Tunisia. Appello di mons. Lahham: "Segnale forte sull'economia o si rischia una nuova
crisi"
“Il tunisino medio vuole due cose: la sicurezza e il lavoro. Se la prima è garantita,
è il secondo che manca” dice mons. Maroun Elias Lahham, arcivescovo di Tunisi, che
in un colloquio con l’agenzia Fides traccia un breve quadro della situazione della
Tunisia ad un anno dalla cosiddetta Rivoluzione dei Gelsomini, che ha destituito il
Presidente Ben Ali ed ha avviato il Paese sulla strada della piena democrazia. “Il
problema è l’economia. Dal punto di vista politico le cose vanno bene: le elezioni
si sono svolte in maniera corretta, abbiamo un nuovo Presidente, un nuovo governo
e un nuovo Parlamento. La sicurezza è garantita, ma l’economia stenta a decollare”

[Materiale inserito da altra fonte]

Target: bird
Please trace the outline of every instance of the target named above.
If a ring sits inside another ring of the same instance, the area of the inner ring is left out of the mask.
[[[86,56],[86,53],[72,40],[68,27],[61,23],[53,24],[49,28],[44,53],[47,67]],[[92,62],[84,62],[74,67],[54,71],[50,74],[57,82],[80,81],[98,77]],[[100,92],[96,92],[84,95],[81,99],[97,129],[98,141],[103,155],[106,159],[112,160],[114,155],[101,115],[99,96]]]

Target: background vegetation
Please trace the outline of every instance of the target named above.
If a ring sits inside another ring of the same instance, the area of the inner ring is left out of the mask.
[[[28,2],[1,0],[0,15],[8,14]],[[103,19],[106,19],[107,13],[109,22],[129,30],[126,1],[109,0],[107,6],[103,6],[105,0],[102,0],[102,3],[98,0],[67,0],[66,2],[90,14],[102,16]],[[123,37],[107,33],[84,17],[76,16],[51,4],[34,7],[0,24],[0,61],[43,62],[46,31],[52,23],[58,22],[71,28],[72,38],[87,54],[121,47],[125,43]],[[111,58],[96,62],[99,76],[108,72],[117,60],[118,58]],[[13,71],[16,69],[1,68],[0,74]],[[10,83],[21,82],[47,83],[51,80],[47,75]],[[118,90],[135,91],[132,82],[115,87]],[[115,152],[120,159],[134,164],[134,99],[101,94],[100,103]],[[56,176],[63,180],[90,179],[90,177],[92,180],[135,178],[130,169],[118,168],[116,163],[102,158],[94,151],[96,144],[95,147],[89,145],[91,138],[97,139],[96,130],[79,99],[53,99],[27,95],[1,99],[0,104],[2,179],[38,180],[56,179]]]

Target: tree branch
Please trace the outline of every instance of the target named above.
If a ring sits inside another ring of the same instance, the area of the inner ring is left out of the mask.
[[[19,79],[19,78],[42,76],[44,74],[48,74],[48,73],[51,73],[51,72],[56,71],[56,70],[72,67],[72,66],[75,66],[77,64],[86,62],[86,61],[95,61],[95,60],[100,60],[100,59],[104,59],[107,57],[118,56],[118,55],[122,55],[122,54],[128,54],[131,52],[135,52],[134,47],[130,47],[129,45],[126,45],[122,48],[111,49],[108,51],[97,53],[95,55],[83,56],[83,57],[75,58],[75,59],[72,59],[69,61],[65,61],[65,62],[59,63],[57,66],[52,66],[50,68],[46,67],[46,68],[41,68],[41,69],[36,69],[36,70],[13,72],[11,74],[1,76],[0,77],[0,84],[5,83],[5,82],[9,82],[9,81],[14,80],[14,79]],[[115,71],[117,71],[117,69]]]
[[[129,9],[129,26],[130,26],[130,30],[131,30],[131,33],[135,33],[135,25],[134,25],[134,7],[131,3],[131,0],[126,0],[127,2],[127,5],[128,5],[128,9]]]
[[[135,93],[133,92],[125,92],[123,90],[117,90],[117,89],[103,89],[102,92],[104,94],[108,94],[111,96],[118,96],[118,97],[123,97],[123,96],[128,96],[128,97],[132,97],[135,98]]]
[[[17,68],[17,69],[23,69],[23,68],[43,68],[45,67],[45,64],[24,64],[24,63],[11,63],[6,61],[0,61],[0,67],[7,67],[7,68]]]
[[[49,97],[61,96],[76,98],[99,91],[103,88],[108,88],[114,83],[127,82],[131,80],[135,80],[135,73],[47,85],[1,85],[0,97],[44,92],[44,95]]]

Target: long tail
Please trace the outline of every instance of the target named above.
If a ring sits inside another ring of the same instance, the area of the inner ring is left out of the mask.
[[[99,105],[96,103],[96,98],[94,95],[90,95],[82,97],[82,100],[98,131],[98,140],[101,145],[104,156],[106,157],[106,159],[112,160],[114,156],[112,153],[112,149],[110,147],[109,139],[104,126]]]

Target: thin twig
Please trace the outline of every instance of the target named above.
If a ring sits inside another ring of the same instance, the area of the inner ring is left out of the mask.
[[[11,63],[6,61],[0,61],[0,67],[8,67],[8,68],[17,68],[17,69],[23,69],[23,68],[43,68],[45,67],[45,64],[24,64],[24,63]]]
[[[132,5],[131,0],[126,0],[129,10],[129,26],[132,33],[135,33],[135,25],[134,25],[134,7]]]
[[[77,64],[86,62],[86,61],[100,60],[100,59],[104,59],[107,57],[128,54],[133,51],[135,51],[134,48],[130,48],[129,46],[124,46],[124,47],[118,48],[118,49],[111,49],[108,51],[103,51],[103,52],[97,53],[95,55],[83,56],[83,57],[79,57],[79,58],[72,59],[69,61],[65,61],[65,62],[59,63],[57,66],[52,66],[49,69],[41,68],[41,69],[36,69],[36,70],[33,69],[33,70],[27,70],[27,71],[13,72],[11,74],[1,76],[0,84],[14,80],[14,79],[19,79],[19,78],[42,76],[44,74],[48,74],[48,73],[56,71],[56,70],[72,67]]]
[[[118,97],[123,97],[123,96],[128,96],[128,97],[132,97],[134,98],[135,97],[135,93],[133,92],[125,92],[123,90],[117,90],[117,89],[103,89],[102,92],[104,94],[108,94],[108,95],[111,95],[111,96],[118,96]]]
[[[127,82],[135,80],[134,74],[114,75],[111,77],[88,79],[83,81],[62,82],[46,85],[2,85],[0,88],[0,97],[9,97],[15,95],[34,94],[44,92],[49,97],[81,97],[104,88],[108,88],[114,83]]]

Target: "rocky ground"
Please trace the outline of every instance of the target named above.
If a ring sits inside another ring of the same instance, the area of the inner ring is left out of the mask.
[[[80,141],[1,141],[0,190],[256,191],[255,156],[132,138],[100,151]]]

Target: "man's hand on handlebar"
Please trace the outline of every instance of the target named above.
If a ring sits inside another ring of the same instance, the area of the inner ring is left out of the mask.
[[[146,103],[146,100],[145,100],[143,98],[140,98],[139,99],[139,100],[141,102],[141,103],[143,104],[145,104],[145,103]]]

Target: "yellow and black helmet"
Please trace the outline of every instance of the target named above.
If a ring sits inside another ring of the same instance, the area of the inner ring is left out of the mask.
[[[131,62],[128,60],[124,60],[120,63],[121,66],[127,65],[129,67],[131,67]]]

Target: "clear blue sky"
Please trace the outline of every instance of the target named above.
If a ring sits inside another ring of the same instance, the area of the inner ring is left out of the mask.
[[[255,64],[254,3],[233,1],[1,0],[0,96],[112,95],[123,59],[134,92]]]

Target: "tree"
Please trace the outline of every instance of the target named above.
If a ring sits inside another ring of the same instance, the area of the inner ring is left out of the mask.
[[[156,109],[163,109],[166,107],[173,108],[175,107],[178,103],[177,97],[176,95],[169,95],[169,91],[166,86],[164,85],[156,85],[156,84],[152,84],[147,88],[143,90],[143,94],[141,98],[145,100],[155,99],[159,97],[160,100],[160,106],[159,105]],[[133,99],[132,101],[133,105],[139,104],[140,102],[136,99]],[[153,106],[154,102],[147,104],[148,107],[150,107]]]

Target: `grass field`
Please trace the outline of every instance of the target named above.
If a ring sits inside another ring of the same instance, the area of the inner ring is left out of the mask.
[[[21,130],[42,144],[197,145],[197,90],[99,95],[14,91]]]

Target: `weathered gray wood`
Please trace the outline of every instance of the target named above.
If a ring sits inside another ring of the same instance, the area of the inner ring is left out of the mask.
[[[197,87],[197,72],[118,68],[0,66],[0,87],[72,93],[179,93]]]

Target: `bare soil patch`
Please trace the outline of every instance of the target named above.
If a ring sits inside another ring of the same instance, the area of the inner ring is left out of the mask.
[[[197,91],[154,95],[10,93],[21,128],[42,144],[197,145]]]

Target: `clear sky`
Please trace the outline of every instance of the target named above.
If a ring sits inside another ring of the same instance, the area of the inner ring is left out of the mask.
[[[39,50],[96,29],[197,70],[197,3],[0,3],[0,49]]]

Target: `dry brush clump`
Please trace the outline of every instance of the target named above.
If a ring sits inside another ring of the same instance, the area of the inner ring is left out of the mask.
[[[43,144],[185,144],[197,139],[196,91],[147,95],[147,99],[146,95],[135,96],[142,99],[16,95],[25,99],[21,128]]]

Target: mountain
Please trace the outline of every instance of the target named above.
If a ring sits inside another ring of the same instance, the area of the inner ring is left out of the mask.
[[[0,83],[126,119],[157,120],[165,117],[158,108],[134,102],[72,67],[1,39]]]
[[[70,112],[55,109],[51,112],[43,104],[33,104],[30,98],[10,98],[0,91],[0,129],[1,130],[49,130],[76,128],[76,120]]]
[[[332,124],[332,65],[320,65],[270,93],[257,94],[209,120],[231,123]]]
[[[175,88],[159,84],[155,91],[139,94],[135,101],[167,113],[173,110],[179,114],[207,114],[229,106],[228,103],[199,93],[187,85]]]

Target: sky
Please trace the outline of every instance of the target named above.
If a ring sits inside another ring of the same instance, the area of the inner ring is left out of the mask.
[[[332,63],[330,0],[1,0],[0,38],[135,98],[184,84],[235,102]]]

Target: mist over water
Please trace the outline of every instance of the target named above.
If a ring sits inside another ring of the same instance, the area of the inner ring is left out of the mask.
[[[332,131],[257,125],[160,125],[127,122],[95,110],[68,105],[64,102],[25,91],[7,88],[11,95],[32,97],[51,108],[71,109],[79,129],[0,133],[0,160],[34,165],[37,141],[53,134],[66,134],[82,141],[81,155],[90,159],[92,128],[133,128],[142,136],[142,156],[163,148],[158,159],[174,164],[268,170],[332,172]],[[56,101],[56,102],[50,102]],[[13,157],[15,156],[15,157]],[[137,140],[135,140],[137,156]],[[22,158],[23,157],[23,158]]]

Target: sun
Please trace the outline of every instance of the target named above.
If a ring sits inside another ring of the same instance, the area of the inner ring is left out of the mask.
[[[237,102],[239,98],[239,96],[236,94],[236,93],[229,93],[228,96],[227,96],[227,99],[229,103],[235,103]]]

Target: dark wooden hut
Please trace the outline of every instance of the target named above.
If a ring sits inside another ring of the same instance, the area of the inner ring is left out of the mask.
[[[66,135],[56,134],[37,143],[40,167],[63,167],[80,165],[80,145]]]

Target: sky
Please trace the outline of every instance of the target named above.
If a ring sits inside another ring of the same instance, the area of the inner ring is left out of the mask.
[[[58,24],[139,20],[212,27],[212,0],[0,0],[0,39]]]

sottolinea mons. Lahham. Oltre alla crisi economica-finanziaria internazionale, che
si ripercuote anche sull’area del Mediterraneo, secondo l’arcivescovo di Tunisi i
motivi dell’attuale debolezza dell’economia tunisina sono essenzialmente due. “In
primo luogo - spiega mons. Lahham - rilanciare l’economia nel giro di un anno non
è facile. In secondo luogo, come affermano diversi commentatori locali, la nuova dirigenza,
pur seria ed onesta, non sembra avere come punto forte l’economia. Nell’opinione pubblica
locale stanno sorgendo dubbi sul fatto che il governo abbia veramente un piano economico
per il Paese”. Mons. Lahham sottolinea che “la popolazione potrà pazientare ancora
qualche mese, ma se non si dà subito un segnale forte sul fronte dell’economia ci
si può aspettare una forte protesta sociale. I disoccupati sono più di un milione
e sono in crescita”. Riguardo al turismo, il settore trainante dell’economia locale,
l’arcivescovo evidenzia: “i turisti possono venire tranquillamente in Tunisia, perché
c’è sicurezza. Il problema è che se altri Paesi offriranno prezzi ancor più competitivi
rispetto ai nostri, i flussi turistici principali si indirizzeranno lì e non da noi”.